Jan. 27 (Bloomberg) -- Purchases of new homes in the U.S. fell more than forecast in December, ending the industry’s best year since 2008 on a sour note.
Sales decreased 7 percent to a 414,000 annualized pace, lower than any estimate of economists surveyed by Bloomberg, after a 445,000 rate in November that was weaker than previously calculated, the Commerce Department reported today in Washington. For all of 2013, demand jumped 16.4 percent to 428,000, the most in five years.
The housing rebound has cooled as bad weather slowed the market and as buyers adjust to higher borrowing costs and rising property values, which have hurt affordability. Nonetheless, builders such as KB Home remain optimistic about the outlook for the market, which will need to expand to meet the needs of a growing population.
“I wouldn’t panic, but it’s obviously not a good report,” said Michael Hanson, a senior U.S. economist at Bank of America Corp. in New York, the best forecaster of new-homes sales over the past two years, according to data compiled by Bloomberg. “I don’t feel like this is the beginning of the end of the housing recovery by any stretch.”
Stocks dropped after the report, erasing earlier gains.

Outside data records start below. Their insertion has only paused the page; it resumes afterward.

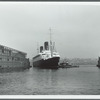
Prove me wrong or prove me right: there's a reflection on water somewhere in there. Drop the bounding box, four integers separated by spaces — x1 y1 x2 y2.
0 65 100 95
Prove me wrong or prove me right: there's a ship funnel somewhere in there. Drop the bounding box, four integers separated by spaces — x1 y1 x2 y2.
40 46 43 52
44 41 49 50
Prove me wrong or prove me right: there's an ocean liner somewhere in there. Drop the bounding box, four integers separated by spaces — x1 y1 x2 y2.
33 30 60 68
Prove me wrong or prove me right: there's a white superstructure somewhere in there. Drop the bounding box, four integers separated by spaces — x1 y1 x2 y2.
33 42 60 62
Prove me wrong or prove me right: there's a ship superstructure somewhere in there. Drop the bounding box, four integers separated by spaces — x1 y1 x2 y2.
33 41 60 68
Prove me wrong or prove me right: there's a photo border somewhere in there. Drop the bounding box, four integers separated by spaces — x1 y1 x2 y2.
0 1 100 99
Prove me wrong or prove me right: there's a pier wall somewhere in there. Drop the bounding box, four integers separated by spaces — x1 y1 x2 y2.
0 45 30 69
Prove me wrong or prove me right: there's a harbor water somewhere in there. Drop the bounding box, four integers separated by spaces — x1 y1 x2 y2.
0 65 100 95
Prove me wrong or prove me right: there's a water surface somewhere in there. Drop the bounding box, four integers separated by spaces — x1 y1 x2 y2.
0 65 100 95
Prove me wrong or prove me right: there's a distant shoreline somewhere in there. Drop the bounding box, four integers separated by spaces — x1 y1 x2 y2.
60 58 98 65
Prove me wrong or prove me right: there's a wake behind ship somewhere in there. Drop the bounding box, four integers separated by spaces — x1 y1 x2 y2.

The Standard & Poor’s 500 Index declined 0.1 percent to 1,789.24 at 10:17 a.m. in New York following the gauge’s worst week since June 2012.
The median forecast of 75 economists surveyed by Bloomberg News called for 455,000. Estimates ranged from 420,000 to 475,000. November was revised down from a previously estimated 464,000 pace.
Demand is rebounding from a record-low 306,000 homes sold in 2011. That compares with a record peak of 1.28 million in 2005 at the height of the housing boom.
The median sales price increased 4.6 percent from December 2012 to $270,200, today’s report showed.
Purchases dropped in three of four regions, led by a 36.4 percent plunge in the Northeast, the smallest market. The two largest areas, the South and West, also declined, while the Midwest jumped 17.6 percent.
The supply of homes at the current sales rate rose to 5 months, the most since September, from 4.7 months in November. There were 171,000 new houses on the market at the end of December, the fewest since July.
Weather might have dealt a setback to some builders, with snowfall 21 percent above normal in December, according to weather-data provider Planalytics Inc. Last month was the coldest December since 2009.
In a another sign of slowing momentum, housing starts fell 9.8 percent last month to an annual rate of 999,000 following November’s 1.11 million pace, which was the highest since November 2007, the Commerce Department reported earlier this month. Work on single-family houses fell 7 percent to a 667,000 rate in December from 717,000 the prior month.
New-home sales, which account for about 7 percent of the residential market, are tabulated when contracts are signed, making them a timelier barometer than transactions on existing homes.
Purchases of previously owned homes climbed in December for the first time in five months, with sales up 1 percent to a 4.87 million annual pace, the National Association of Realtors reported Jan. 23. The gain capped the industry’s strongest year since 2006.
Builders see plenty of room for growth this year, said Jeffrey Mezger, chief executive of KB Home in Los Angeles.
“The fundamental drivers of a housing recovery remain in place, although conditions are not as favorable as they were six months ago ” Mezger said on a Dec. 19 earnings call. “Affordability is at attractive levels, demographics remain strong and there’s pent-up demand.”
While higher borrowing costs and prices are keeping some people out of the market, that pause should be short-lived, Mezger said.
“In the meantime, we feel that less upward pressure on home prices is healthy for a measured, sustainable housing recovery,” he said.